We comprehensively reviewed clinical and immunologic findings of patients with B-cell deficiency attributed to variants in IGLL1.

NBS programs reporting the use of kappa-deleting recombination excision circle assays, the European Society for Immunodeficiencies Registry, and authors of published reports featuring patients with B-cell deficiency linked to IGLL1 variants were contacted. Only patients with (likely) pathogenic variants, reduced CD19⁺ counts, and no alternative diagnosis were included.
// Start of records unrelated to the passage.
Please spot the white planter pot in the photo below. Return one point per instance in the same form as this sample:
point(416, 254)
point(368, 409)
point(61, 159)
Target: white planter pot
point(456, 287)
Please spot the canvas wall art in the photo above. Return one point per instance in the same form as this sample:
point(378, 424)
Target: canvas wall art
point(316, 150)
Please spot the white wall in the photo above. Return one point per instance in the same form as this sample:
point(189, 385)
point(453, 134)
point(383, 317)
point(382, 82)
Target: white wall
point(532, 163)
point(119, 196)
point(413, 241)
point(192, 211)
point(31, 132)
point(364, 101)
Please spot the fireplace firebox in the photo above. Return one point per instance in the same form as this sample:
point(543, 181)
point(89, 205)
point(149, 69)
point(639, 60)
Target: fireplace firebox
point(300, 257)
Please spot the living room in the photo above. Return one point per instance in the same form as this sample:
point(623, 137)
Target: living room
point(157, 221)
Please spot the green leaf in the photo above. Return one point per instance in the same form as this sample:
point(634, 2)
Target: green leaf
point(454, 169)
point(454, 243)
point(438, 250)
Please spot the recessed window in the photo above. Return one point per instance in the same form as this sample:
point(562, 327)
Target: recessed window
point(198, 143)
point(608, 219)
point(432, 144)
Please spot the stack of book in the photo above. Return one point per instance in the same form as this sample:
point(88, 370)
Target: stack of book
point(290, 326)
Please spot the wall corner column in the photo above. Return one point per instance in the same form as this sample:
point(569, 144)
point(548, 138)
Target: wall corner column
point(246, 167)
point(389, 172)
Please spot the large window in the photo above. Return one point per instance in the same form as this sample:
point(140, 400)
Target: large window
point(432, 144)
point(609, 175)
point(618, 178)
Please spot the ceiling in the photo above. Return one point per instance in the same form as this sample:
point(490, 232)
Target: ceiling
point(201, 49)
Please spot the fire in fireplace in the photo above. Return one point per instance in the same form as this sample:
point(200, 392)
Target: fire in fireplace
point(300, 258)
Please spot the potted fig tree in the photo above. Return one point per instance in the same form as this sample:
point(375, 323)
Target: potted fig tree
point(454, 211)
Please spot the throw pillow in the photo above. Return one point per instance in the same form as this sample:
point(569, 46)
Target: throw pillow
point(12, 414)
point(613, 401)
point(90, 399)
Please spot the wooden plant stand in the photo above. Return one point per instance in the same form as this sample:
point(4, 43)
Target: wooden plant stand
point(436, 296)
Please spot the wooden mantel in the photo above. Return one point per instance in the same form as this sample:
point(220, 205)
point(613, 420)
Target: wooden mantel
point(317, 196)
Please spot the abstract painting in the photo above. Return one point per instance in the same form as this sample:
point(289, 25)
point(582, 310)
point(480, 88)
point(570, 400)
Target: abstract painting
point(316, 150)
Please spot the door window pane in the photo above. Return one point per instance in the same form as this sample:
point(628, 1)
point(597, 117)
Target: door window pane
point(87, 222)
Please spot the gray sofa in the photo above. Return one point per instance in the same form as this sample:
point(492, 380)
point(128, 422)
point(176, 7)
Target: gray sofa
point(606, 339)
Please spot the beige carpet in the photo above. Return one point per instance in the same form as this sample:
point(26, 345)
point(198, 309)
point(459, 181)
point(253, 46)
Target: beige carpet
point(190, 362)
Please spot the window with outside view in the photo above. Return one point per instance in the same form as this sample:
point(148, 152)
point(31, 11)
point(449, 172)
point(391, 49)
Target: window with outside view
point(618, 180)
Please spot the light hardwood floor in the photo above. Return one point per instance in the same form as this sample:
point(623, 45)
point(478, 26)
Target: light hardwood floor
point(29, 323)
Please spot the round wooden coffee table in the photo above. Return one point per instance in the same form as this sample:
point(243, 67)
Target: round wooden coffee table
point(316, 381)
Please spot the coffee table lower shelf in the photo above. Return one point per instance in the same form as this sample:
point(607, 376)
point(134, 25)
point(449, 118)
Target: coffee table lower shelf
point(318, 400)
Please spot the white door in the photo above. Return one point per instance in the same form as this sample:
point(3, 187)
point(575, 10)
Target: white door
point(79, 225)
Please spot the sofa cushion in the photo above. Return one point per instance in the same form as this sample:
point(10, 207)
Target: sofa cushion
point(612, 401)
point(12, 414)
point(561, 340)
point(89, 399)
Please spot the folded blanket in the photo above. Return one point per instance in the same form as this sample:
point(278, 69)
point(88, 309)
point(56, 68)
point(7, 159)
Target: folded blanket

The study included 13 patients identified through NBS, 2 clinically diagnosed patients, and 2 asymptomatic siblings. All had severely reduced CD19⁺ B cells (< 0.1 × 10⁹/L) at first evaluation, yet subsequent follow-up assessments indicated residual immunoglobulin production. Specific antibody responses to vaccine antigens varied, with a predominant reduction observed during infancy. Clinical outcomes were favorable with IgG substitution. Two patients successfully discontinued substitution therapy without developing susceptibility to infections and while maintaining immunoglobulin levels. The pooled incidence of homozygous or compound heterozygous pathogenic IGLL1 variants identified by NBS in Austria, Czechia, and Switzerland was 1.3:100,000, almost double of X-linked agammaglobulinemia.

B-cell deficiency resulting from IGLL1 variants appears to be more prevalent than initially believed. Despite markedly low B-cell counts, the clinical course in some patients may be milder than reported in the literature so far.